Apenas habían pasado treinta segundos cuando Kiru cerró los ojos, tumbada sobre el sofá de la sala de juegos.

– ¿Para cuánto tiempo has programado este cacharro? -preguntó Herman, mientras tapaba con una manta a Kiru.

– Sueño indefinido. Ya la despertaremos.

Gabriel le hizo un gesto para que salieran de la habitación. Volvieron a la cocina, donde él mismo abrió el frigorífico y sacó una lata de cerveza. «No tomes más que una», se recordó a sí mismo. Aunque lo que más le apetecía era repantigarse en un sofá y beber hasta olvidarlo todo, incluidos el dolor de cabeza y de costillas, sospechaba que la jornada todavía no había terminado. No quería que el alcohol lo embotara.

– ¿Es que bebes como los indios cabreados? -preguntó Herman.

– No te entiendo.

– Que sólo has sacado birra para ti.

– Es mejor que tú no bebas. Ya te has tomado una cerveza cenando.

– ¿Desde cuándo te has convertido en mi madre?

– No pretendo ser tu madre. Pero creo que deberíamos irnos de aquí.

– ¿Y eso qué tiene que ver? -preguntó Herman. Pero Cuando ya tenía el dedo metido en la anilla de la lata, comprendió-. Ya. Quieres que conduzca. ¿Por qué no coges el coche tú esta vez?

Gabriel se encogió de hombros.

– Por mí, de acuerdo. Pero luego no me critiques si voy demasiado rápido.

– ¿Y adonde piensas ir?

– Aún no lo sé.

– ¿Pretendes montarte en mi coche y conducir a la aventura?

Gabriel se clavó los dedos sobre el puente de la nariz. La cerveza no le estaba ayudando a mitigar el dolor de cabeza. Apartó la lata al otro lado de la mesa, aunque le quedaba más de la mitad.

– Ya te he dicho que no lo sé. Déjame pensar.

– ¿Por qué tenemos que irnos?

– No estoy tranquilo ni aquí ni en ningún sitio.

– Entonces, razón de más para no ir a ninguna parte.

En vez de contestar, Gabriel sacó el móvil y llamó a Celeste.
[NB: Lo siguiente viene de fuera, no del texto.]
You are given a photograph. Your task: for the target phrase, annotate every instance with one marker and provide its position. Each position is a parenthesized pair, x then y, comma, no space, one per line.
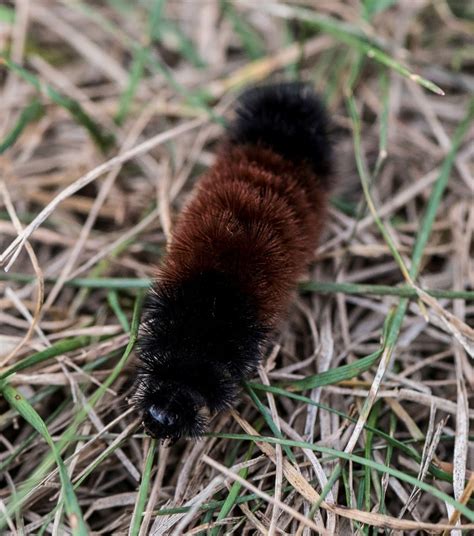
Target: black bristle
(287,118)
(198,340)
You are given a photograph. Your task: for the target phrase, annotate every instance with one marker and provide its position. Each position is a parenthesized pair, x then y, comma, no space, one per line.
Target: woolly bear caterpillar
(237,251)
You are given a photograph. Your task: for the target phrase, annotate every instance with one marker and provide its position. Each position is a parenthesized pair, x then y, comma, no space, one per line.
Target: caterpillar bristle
(235,256)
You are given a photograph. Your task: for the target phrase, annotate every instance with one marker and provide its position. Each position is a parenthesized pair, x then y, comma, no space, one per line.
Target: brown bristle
(254,216)
(236,253)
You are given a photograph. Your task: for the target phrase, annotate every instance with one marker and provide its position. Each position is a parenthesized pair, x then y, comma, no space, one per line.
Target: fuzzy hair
(289,119)
(233,262)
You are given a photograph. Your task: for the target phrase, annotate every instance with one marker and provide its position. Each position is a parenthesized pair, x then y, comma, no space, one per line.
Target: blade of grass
(428,488)
(71,504)
(59,348)
(33,112)
(65,440)
(101,137)
(336,375)
(349,35)
(121,283)
(113,299)
(136,521)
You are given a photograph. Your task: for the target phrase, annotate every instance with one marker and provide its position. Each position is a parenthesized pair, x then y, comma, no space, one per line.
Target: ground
(359,421)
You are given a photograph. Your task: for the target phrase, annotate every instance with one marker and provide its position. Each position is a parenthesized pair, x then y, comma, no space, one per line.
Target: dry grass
(360,420)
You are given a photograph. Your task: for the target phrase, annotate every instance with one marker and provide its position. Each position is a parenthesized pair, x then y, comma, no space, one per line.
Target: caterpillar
(234,259)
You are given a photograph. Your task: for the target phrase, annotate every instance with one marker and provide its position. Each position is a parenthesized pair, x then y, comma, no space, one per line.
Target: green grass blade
(381,468)
(73,510)
(339,374)
(353,37)
(59,348)
(136,521)
(31,113)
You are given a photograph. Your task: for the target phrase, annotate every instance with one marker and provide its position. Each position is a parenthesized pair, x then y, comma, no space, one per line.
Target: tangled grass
(359,422)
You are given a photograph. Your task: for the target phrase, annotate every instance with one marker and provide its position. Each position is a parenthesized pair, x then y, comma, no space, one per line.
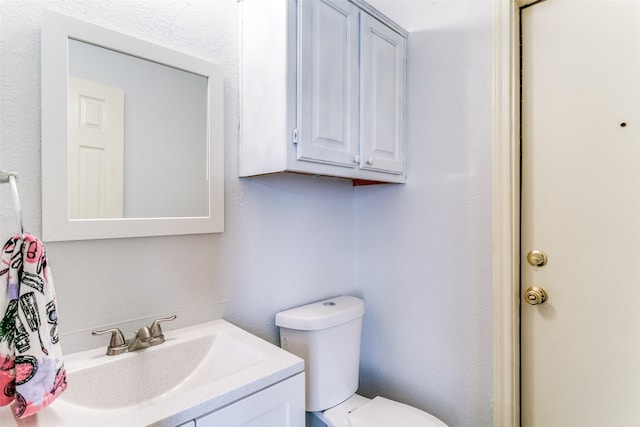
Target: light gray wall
(288,240)
(424,249)
(419,254)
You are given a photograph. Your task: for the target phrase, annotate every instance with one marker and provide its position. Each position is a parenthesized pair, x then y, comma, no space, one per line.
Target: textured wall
(420,254)
(288,240)
(424,249)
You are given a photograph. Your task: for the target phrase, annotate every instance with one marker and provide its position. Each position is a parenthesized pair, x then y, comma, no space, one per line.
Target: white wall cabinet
(322,90)
(281,405)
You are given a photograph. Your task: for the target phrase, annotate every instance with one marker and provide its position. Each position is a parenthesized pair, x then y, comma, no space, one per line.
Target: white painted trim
(506,213)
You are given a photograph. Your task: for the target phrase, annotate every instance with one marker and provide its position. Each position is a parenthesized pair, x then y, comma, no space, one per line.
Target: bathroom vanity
(212,374)
(322,90)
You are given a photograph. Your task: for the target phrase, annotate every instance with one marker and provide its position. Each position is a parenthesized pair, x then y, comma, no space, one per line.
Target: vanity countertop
(198,369)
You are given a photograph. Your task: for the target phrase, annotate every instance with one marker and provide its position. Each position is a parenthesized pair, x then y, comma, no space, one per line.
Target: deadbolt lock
(535,295)
(537,258)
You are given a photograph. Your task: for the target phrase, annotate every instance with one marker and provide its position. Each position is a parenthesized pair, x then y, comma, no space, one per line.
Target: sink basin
(196,370)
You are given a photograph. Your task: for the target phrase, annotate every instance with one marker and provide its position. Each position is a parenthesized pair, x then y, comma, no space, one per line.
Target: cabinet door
(382,82)
(328,82)
(281,405)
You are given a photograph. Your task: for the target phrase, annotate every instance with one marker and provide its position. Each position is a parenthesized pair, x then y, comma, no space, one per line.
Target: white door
(580,349)
(95,150)
(328,82)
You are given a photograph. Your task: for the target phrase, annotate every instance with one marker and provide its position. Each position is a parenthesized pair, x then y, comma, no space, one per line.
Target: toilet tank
(327,335)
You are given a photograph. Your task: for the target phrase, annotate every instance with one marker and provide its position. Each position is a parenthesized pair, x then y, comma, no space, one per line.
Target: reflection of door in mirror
(95,150)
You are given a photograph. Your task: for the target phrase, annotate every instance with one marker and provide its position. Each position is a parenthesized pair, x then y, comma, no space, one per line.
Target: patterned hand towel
(31,369)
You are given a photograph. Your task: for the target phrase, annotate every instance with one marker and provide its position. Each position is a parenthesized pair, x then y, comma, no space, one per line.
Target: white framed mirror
(132,136)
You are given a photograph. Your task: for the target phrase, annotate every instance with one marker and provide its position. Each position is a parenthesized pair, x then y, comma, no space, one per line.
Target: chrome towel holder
(12,178)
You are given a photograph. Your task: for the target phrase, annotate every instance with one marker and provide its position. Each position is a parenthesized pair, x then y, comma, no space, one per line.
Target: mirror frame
(57,29)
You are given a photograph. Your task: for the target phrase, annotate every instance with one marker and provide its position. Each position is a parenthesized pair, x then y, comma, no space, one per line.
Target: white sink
(195,371)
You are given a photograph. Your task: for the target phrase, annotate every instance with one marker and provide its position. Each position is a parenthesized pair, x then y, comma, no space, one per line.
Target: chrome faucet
(145,337)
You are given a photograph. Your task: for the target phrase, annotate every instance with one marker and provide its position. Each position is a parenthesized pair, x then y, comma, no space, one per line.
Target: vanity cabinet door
(281,405)
(328,82)
(382,81)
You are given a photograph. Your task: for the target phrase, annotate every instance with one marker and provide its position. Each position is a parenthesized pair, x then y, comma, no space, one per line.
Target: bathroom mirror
(132,136)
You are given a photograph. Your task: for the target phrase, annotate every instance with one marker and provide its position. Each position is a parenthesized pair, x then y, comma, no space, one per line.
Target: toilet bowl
(358,411)
(327,335)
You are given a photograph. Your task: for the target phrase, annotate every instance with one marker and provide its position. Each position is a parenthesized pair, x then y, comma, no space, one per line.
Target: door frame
(506,212)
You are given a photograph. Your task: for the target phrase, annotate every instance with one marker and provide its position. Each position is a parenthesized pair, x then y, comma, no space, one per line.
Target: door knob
(537,258)
(535,295)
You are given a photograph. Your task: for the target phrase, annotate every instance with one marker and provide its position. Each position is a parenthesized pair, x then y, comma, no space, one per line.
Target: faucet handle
(156,330)
(117,343)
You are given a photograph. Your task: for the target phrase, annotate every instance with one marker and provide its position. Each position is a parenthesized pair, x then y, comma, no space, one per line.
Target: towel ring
(12,178)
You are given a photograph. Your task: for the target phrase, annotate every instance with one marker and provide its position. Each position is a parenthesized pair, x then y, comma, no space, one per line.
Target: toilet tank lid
(322,314)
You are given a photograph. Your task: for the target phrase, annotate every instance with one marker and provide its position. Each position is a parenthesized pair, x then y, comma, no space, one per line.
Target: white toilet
(327,335)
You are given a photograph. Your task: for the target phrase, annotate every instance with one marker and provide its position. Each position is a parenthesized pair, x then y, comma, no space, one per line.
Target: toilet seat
(358,411)
(381,412)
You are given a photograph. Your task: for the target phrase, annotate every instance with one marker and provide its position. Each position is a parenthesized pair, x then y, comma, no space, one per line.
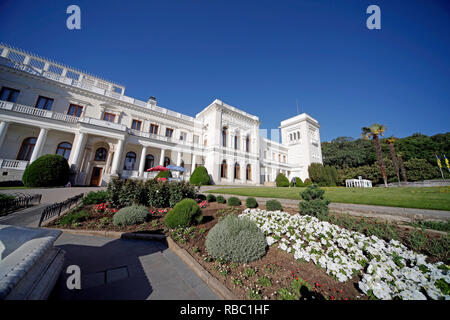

La conversación en que le había contado su entrevista con la experta en genética no había hecho más que avivar sus temores. Para Gabriel, Kiru representaba el secreto de la Atlántida, el misterio de un antiguo poder que quería comprender. Pero para otros podía significar la eterna juventud, el sueño más ansiado de la humanidad. Por un premio como aquél muchas personas serían capaces de matar o torturar.

Celeste no contestó al móvil. Tras pensárselo unos segundos, Gabriel decidió llamar al teléfono de su casa aunque despertara a los niños.

Tampoco recibió respuesta.

– Esto no me gusta -dijo, guardándose el teléfono en el bolsillo del vaquero-. Es mejor que nos vayamos cuanto antes.

– No te pongas tan nervioso. Ya sé que esos tipos te han metido el miedo en el cuerpo…

– Más bien me han metido en el cuerpo las punteras de sus zapatos.

– … pero no saben que vivo aquí.

– Eso es lo que tú crees.

– ¿Cómo van a saberlo?

– Vamos, Herman. Estamos hablando de Sybil Kosmos. Tiene todo el dinero del mundo a su disposición. ¿Crees que no te sacaron fotos en la clínica?